Als je een woning verkoopt aan je kinderen en er zelf in wilt blijven wonen dan moet je huur betalen aan je kinderen om te voorkomen dat de Belastingdienst de woning niet als nog belast met erfbelasting. Door de woning te verkopen aan de kinderen wordt vererfbare woning omgezet in niet vererfbare huurrechten. Hierdoor kan je erfbelasting ontgaan. Hiervoor heeft de wetgever artikel 10 SW voor in het leven geroepen. Eigendom dat wordt omgezet in genotsrechten wordt als fictieve verkrijging belast. De werking van artikel 10 SW kan je voorkomen door een ‘genotsvoorkomende zakelijke huur’ te betalen. Hoe hoog moet een dergelijke huur zijn?
Het volgende was het geval: Op 21 januari 2011 is erflaatster overleden. Erflaatster was weduwe en heeft als haar erfgenamen vier kinderen achtergelaten. Tot het vermogen van erflaatster behoorde aanvankelijk in eigendom de door haar bewoonde woning. Door een taxateur is de onderhandse verkoopwaarde in verhuurde staat van de woning bepaald op € 117.500 en de huurwaarde op € 7.800 per jaar, oftewel € 650 per maand.
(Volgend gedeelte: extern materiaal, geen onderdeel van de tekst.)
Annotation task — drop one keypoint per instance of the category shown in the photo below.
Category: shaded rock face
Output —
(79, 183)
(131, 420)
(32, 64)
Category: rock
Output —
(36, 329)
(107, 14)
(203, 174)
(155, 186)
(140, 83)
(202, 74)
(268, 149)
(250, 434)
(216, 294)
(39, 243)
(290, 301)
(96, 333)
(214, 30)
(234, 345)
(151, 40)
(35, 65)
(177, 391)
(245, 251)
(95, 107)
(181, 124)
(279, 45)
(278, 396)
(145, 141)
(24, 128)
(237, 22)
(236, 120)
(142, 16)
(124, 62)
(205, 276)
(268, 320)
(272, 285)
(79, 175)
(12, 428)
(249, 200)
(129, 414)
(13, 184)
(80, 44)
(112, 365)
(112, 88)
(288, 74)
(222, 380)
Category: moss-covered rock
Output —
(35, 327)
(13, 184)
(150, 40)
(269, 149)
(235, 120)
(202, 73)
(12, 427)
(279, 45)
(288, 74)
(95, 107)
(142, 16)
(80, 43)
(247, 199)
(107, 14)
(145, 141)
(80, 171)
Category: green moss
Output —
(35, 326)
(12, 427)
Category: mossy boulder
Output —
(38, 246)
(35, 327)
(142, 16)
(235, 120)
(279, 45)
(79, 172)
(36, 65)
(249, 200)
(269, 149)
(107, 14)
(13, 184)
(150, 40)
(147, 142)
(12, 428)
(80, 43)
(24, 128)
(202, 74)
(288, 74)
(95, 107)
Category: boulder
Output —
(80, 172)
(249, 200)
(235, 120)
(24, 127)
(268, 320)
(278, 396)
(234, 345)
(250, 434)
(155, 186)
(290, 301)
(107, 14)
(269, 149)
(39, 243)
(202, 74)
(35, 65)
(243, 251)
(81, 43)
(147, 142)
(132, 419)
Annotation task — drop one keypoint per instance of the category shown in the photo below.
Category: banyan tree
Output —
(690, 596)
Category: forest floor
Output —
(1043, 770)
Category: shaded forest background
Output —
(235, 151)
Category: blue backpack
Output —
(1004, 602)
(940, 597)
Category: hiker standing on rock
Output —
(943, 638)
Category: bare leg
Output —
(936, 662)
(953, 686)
Vervolgens heeft erflaatster de woning bij akte van 19 juli 2010 verkocht aan belanghebbende en diens echtgenote voor € 117.500. Daarbij is tussen erflaatster en de kopers een huurovereenkomst gesloten waarin de woning aan erflaatster met ingang van 1 augustus 2010 is verhuurd tegen een huursom van € 650 per maand.
De Belastingdienst merkt de woning aan als fictief legaat op grond van genoemd artikel 10 SW.
A-G IJzerman: Ingevolge artikel 10, lid 3, SW wordt de erflater geacht een genot van een vruchtgebruik te hebben gehad van de in artikel 10, lid 1 SW bedoelde goederen indien hij, aan degene ten laste van wie dat genot komt, ‘niet jaarlijks daadwerkelijk een bedrag betaalt dat ten minste gelijk is aan het percentage, bedoeld in artikel 21, dertiende lid, van de waarde van de goederen in onbezwaarde staat’. Het gaat om een percentage van 6. De WOZ-waarde is de waarde van de ‘onbezwaarde eigendom’. Een en ander komt erop neer dat er, ingevolge artikel 10, lid 3, SW, jaarlijks daadwerkelijk een bedrag aan huur moet worden betaald dat ten minste gelijk is aan 6% van de WOZ-waarde van de betreffende woning, wil er sprake zijn van een ‘genotsvoorkomende zakelijke huur’.
Samengevat moet er dus 6% betaald worden over de WOZ waarde van de woning. De verkoopwaarde in verhuurde staat is voor alsnog geen goed uitgangspunt. Wellicht dat de Hoge Raad anders beslist. Bedacht moet worden dat de WOZ waarde jaarlijks verandert. De huurprijs dient dus jaarlijks aangepast te worden. Verder is het van belang om de gevolgen voor de inkomstenbelasting en overdrachtsbelasting mee te nemen in de besparingsberekening. De woning is namelijk niet meer aan te merken als ‘eigen woning’ en wordt in box III belast i.p.v. box I.